Mieśnik opowiada także o rozpisywaniu tematów na kilka odcinków. Przypomina o publikacji dotyczącej wyjazdowej imprezy pracowników ZUS. „Nie było nadużycia, pojechali za kasę z funduszu socjalnego. Naradzaliśmy się, co z tym zrobić. Siedzieliśmy, siedzieliśmy, aż wymyśliliśmy. No tak, jadą za swoje. Ale przetarg organizuje ZUS. Czyli urzędnicy w godzinach pracy, zamiast zajmować się emerytami, organizują wycieczkę do Afryki. Jest uzasadnienie? Jest. Płytkie, ale wystarczyło na kilka odcinków”. Jak dodaje, takie cykle publikowane są po to, aby „zagospodarować złe emocje wokół czarnego charakteru. Nie znosiłem kontynuacji, ale nawet jak były coraz słabsze, to ludzie ich chcieli. Pisali mejle, pytali, czemu coś odpuszczamy” – wspomina rozmówca Gazety Wyborczej.

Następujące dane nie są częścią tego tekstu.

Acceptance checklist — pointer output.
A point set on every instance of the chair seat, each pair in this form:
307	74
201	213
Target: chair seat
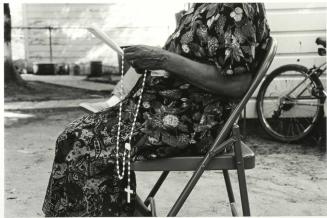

Jak wynika z rozmowy, „ustawki” i zdjęcia paparazzich nie są jedynym źródłem materiałów dla brukowców. Tematy podrzucają także politycy, którzy chcą „rozgrywać swoje tematy”, czasem przekazując informacje kompromitujące osoby z tej samej partii. „To czasem dobry sposób, żeby się kogoś pozbyć. Poseł PO leżał pijany na podłodze w hotelu sejmowym. Dostaliśmy foty, ale wcale nie z PiS. W tym samym hotelu pracownik ministerstwa tak się nawalił, że wcisnął alarm i przyjechała straż pożarna. Potwierdziliśmy to i puściliśmy materiał. Facet był z Platformy, informacja dotarła do nas też z Platformy” – zaznacza Mieśnik. Dodaje także, że w brukowcach na porządku dziennym jest kupowanie materiałów. (ks)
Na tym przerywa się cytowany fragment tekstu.